2017/11/15

スチル蒸留器の初留液を陶器製蒸留器で再蒸留


先日は舟山氣水様経由で頂いた戸田のスチル蒸留クロモジ樹水の初留液を頂きました。

昨日、全て陶器製で揃え再蒸留致しました。

初留液(回収量から全体の1/5にあたる最初の20%)にはとても強い香りが含まれますが、金属製で蒸留した場合は金属酸化化合物が含まれる為(常に使用しているスチルは青錆びなど含まれる量が少ない)ヘッドカットされてしまいます。

30%カットという話も聞いた事がありますが、芳香成分の大半をカットしてしまう事になります。

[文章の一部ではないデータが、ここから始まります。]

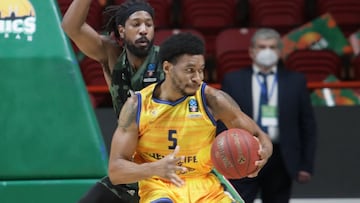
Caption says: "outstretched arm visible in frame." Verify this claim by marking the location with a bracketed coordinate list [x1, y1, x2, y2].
[109, 95, 186, 186]
[61, 0, 108, 63]
[205, 86, 273, 177]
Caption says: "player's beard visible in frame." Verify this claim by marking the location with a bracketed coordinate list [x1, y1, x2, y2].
[124, 38, 154, 58]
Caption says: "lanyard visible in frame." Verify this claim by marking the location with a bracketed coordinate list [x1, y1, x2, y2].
[256, 74, 277, 101]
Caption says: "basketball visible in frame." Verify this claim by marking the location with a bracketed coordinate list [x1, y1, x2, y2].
[211, 128, 259, 179]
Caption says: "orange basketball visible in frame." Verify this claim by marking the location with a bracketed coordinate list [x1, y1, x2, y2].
[211, 128, 259, 179]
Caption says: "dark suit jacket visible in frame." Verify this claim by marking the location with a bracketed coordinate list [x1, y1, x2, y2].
[218, 67, 316, 178]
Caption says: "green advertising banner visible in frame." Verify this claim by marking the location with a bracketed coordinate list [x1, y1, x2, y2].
[282, 13, 352, 59]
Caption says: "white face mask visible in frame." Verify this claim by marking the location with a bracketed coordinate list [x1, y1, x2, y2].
[255, 49, 279, 68]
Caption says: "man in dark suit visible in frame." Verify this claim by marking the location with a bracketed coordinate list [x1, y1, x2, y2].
[218, 28, 316, 203]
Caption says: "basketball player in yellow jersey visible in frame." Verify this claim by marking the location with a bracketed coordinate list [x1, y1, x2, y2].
[109, 33, 272, 203]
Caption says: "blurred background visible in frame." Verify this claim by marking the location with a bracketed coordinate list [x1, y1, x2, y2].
[0, 0, 360, 203]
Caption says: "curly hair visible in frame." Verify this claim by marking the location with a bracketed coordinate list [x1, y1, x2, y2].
[103, 0, 155, 39]
[159, 32, 205, 63]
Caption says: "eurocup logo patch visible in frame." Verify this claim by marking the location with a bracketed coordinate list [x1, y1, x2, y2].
[0, 0, 36, 42]
[189, 98, 199, 112]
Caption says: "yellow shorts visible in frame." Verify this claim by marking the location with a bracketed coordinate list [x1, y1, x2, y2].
[139, 173, 233, 203]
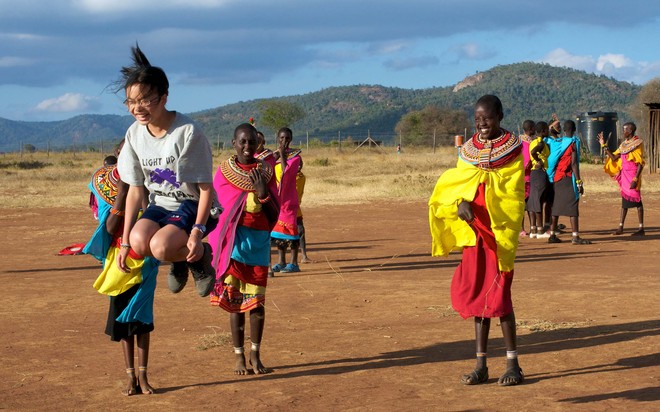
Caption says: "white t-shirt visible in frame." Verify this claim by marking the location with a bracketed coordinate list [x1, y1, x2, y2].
[117, 113, 213, 211]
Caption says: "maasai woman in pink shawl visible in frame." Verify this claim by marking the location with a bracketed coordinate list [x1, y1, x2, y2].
[209, 123, 279, 375]
[598, 122, 644, 236]
[270, 127, 302, 272]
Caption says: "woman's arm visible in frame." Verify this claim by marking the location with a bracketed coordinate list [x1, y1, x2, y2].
[117, 186, 143, 273]
[186, 183, 213, 262]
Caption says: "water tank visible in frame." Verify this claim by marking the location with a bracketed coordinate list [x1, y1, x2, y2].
[575, 112, 619, 155]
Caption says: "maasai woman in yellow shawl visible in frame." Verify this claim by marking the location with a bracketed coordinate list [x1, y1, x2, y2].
[598, 122, 644, 236]
[429, 95, 525, 386]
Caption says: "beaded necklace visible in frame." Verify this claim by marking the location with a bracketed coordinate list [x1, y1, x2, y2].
[220, 155, 274, 192]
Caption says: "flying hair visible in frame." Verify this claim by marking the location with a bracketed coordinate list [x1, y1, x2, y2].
[114, 43, 170, 96]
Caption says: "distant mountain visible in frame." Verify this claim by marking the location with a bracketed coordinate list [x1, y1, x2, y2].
[0, 63, 641, 151]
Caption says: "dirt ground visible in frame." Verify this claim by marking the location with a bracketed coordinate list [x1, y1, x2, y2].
[0, 190, 660, 411]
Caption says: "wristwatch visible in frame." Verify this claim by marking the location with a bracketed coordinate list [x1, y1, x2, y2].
[193, 223, 206, 235]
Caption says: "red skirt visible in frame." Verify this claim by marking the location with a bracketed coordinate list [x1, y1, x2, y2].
[451, 184, 513, 319]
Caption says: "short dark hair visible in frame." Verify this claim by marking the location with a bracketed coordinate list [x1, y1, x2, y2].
[535, 121, 550, 134]
[234, 123, 257, 138]
[474, 94, 504, 115]
[115, 43, 170, 96]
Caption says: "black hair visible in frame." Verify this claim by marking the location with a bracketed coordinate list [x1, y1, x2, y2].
[535, 122, 550, 136]
[474, 94, 504, 115]
[103, 155, 117, 166]
[564, 120, 575, 133]
[623, 122, 637, 134]
[115, 43, 170, 97]
[234, 123, 257, 139]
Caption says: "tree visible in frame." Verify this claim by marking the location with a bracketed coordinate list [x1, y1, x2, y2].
[628, 77, 660, 137]
[258, 99, 305, 131]
[395, 106, 470, 146]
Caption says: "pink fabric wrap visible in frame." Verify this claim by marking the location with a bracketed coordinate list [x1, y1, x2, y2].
[208, 164, 278, 280]
[615, 154, 642, 202]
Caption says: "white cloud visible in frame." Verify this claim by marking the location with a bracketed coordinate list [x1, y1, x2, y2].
[0, 56, 34, 68]
[35, 93, 100, 113]
[452, 43, 496, 60]
[74, 0, 235, 14]
[541, 48, 660, 84]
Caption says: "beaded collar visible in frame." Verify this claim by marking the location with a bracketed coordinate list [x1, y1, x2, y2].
[254, 149, 273, 160]
[220, 155, 273, 192]
[619, 136, 642, 154]
[460, 129, 522, 170]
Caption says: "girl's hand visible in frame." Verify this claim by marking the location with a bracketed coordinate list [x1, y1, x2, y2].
[458, 200, 474, 225]
[249, 168, 268, 199]
[186, 230, 204, 262]
[117, 247, 131, 273]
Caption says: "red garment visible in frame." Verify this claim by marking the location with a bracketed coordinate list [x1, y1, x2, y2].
[451, 184, 513, 319]
[553, 144, 575, 182]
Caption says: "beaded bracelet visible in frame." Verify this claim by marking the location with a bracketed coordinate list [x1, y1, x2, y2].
[110, 207, 124, 216]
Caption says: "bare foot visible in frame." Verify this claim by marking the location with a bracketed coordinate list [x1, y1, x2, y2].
[121, 371, 138, 396]
[234, 353, 248, 375]
[138, 368, 154, 395]
[250, 351, 268, 375]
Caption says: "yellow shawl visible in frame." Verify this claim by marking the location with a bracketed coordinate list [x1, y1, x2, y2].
[429, 153, 525, 271]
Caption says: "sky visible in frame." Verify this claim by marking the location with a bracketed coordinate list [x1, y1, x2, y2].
[0, 0, 660, 121]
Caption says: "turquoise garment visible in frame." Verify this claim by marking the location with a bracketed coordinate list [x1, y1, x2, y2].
[83, 170, 160, 324]
[543, 136, 581, 198]
[231, 225, 271, 266]
[83, 182, 112, 262]
[113, 257, 160, 324]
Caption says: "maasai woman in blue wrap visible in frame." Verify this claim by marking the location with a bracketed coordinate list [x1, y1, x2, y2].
[83, 159, 160, 396]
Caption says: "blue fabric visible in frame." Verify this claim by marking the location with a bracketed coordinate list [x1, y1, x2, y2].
[270, 232, 300, 240]
[231, 226, 270, 266]
[116, 257, 160, 324]
[83, 171, 160, 324]
[83, 182, 112, 262]
[543, 136, 581, 199]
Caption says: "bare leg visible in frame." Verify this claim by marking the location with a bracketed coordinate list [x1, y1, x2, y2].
[300, 232, 312, 263]
[612, 207, 628, 235]
[250, 306, 268, 375]
[137, 333, 154, 395]
[461, 317, 490, 385]
[497, 312, 524, 386]
[632, 206, 644, 236]
[229, 313, 248, 375]
[121, 336, 137, 396]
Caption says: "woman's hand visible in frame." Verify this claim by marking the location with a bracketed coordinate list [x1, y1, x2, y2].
[249, 168, 268, 199]
[117, 246, 131, 273]
[458, 200, 474, 225]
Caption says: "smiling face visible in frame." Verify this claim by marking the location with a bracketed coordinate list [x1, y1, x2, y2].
[474, 104, 504, 140]
[277, 130, 293, 147]
[231, 129, 258, 164]
[125, 83, 167, 125]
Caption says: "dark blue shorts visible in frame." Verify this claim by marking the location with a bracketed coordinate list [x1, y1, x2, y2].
[140, 200, 218, 234]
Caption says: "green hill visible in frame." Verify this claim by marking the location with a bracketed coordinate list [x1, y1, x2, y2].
[0, 63, 641, 151]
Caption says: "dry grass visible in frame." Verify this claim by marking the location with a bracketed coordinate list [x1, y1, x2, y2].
[0, 147, 660, 209]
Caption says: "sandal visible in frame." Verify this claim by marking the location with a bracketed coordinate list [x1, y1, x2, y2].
[280, 263, 300, 273]
[271, 263, 284, 272]
[571, 236, 591, 245]
[461, 368, 488, 385]
[497, 368, 525, 386]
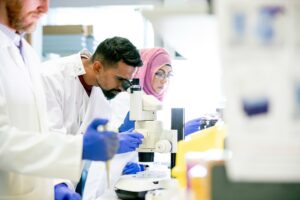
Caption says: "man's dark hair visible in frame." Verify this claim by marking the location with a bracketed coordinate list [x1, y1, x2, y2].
[92, 37, 143, 67]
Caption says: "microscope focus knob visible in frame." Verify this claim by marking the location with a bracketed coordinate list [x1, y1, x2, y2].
[155, 140, 172, 153]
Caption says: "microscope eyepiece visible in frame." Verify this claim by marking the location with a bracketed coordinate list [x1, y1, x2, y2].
[130, 78, 142, 93]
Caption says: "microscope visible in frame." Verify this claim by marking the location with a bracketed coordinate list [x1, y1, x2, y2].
[115, 79, 177, 199]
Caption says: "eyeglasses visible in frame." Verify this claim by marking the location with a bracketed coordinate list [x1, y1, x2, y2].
[116, 77, 132, 91]
[154, 70, 173, 81]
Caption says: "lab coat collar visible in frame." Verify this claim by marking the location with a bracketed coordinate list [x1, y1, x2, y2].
[0, 24, 24, 46]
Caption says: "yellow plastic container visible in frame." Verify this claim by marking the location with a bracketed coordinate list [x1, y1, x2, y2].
[172, 125, 226, 188]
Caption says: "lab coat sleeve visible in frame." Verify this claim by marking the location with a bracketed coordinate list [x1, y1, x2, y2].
[0, 84, 83, 181]
[42, 67, 67, 133]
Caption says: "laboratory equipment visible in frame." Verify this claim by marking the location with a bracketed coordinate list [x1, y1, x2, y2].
[216, 0, 300, 183]
[115, 79, 177, 199]
[130, 79, 177, 153]
[172, 123, 226, 187]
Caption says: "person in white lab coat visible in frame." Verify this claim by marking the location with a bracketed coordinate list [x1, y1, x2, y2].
[83, 48, 173, 200]
[0, 0, 118, 200]
[42, 37, 143, 197]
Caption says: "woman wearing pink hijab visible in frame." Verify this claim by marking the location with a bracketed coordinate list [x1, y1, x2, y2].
[119, 48, 201, 174]
[119, 48, 172, 132]
[134, 48, 172, 101]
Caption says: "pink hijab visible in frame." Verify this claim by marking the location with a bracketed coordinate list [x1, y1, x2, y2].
[134, 48, 171, 101]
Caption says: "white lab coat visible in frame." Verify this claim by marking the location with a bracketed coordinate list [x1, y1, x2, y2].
[0, 31, 82, 200]
[83, 92, 171, 200]
[83, 92, 137, 200]
[42, 53, 89, 135]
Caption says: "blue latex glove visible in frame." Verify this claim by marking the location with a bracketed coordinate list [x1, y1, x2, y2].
[122, 162, 145, 174]
[184, 118, 203, 136]
[82, 119, 119, 161]
[119, 112, 134, 132]
[54, 183, 81, 200]
[118, 129, 144, 153]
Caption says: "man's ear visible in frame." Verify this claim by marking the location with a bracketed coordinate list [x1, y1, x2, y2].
[93, 60, 103, 73]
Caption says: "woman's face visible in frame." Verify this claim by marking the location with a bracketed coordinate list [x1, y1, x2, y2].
[152, 65, 172, 94]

自分の場合、今までは陶器製蒸留器で氣水を造る時には雑味除去を含め回収量の5%にあたる量をヘッドカットしておりましたが、今回もう少しカットの量を増やしても良いかと思いました。

これがアルコールならば5%の回収も勿体ないと更に思ってしまいます。

もしかしたら植物ごとにカットの量が違うかも知れませんね。



強い香りを持つスチル蒸留初留液のカットはもったいないので陶器製で再蒸留し、金属臭などが分離出来るかの実験でした。

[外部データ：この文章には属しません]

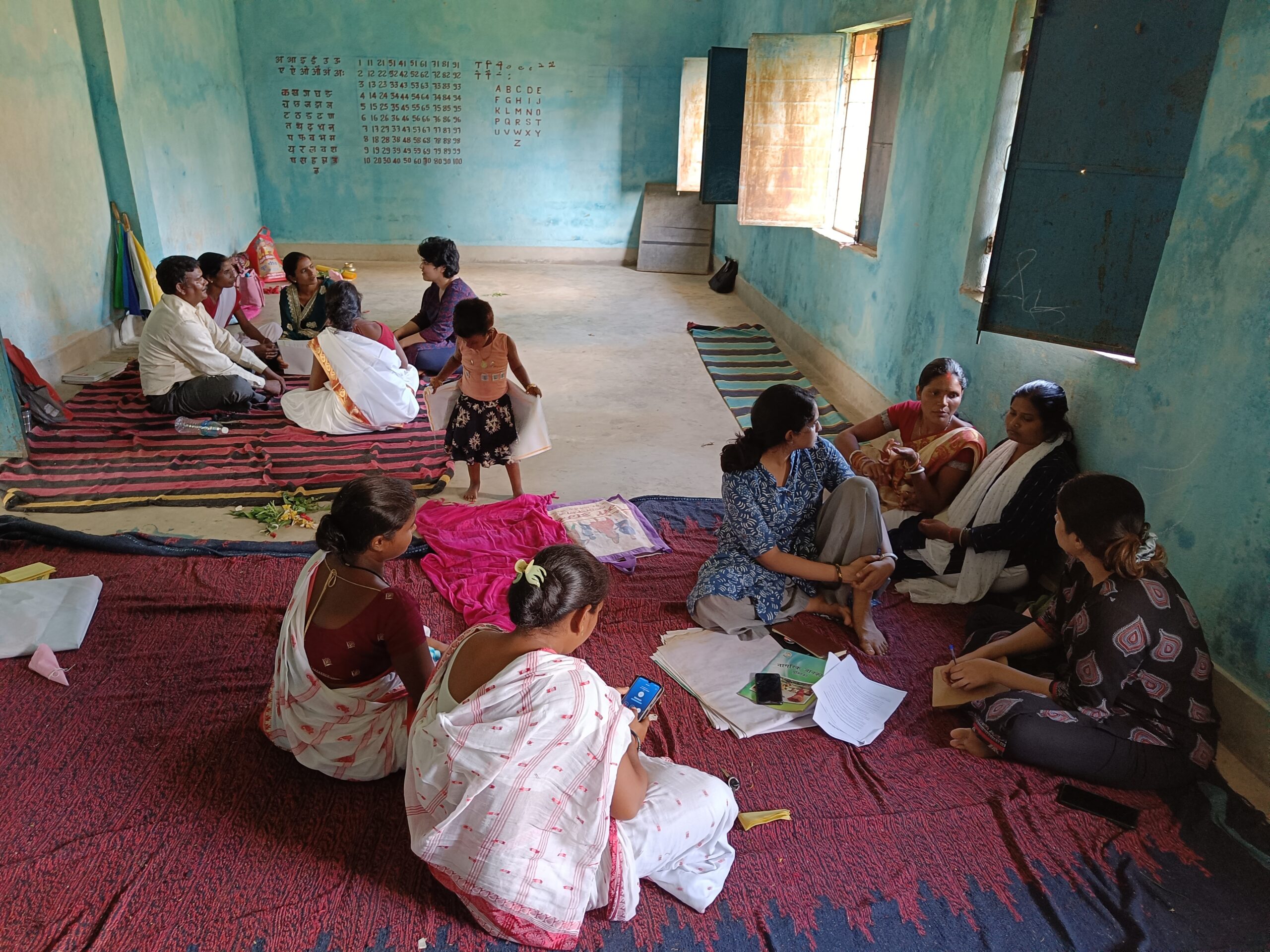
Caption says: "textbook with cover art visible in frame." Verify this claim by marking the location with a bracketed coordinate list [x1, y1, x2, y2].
[737, 649, 824, 714]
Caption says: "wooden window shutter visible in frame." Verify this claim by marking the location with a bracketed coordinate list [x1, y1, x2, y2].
[979, 0, 1227, 354]
[674, 56, 706, 192]
[701, 46, 749, 204]
[737, 33, 847, 229]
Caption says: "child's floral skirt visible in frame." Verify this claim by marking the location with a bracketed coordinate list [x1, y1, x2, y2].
[446, 394, 515, 466]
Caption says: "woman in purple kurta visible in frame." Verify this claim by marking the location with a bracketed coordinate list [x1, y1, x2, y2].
[394, 238, 476, 377]
[949, 474, 1218, 789]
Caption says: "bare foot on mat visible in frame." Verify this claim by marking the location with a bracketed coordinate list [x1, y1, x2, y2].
[853, 611, 890, 655]
[949, 727, 997, 758]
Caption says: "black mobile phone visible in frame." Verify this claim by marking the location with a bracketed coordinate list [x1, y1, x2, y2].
[622, 678, 662, 721]
[755, 671, 785, 705]
[1058, 783, 1138, 830]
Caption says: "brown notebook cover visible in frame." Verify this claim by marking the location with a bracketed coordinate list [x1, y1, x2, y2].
[931, 657, 1010, 707]
[772, 616, 846, 657]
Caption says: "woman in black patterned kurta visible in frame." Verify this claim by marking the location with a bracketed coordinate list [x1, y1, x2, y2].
[949, 474, 1218, 789]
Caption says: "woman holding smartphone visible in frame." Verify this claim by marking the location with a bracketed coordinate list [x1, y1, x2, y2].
[405, 544, 737, 948]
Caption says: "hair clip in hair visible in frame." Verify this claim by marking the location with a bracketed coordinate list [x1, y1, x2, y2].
[512, 558, 547, 588]
[1134, 533, 1159, 562]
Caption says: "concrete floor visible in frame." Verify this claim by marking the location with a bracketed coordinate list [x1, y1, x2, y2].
[17, 261, 1270, 812]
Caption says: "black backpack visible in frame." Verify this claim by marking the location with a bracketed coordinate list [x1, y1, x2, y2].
[710, 258, 737, 295]
[4, 338, 70, 426]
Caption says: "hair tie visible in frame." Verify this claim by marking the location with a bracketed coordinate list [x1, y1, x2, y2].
[512, 558, 547, 588]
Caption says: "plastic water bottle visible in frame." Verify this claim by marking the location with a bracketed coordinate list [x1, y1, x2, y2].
[175, 416, 230, 437]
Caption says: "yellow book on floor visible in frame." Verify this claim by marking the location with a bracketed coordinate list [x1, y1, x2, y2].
[0, 562, 57, 584]
[931, 657, 1010, 707]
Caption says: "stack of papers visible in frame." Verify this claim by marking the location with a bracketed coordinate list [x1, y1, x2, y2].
[62, 360, 128, 383]
[653, 628, 818, 737]
[812, 655, 908, 748]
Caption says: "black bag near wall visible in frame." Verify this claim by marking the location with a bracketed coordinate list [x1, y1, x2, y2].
[710, 258, 737, 295]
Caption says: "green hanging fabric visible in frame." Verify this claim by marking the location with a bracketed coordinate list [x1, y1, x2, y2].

加熱層は蘭引蒸留器、回収層と冷却層は純引蒸留器で行いました。



初留再蒸留液は、スチル初留に比べるとヒリヒリした刺激が少なく香り高く穏やかな味わいに変わりました。

更に気になり、その液体を再々蒸留。


更に柔らかい仕上がりになりました。

精油分離もしっかり確認出来ました。


陶器製の蒸留ではピュアな芳香蒸留水【氣水】が出来る事を再確認出来ました!

初留の回収率を増やす方法が更に探求すればあるかと思います。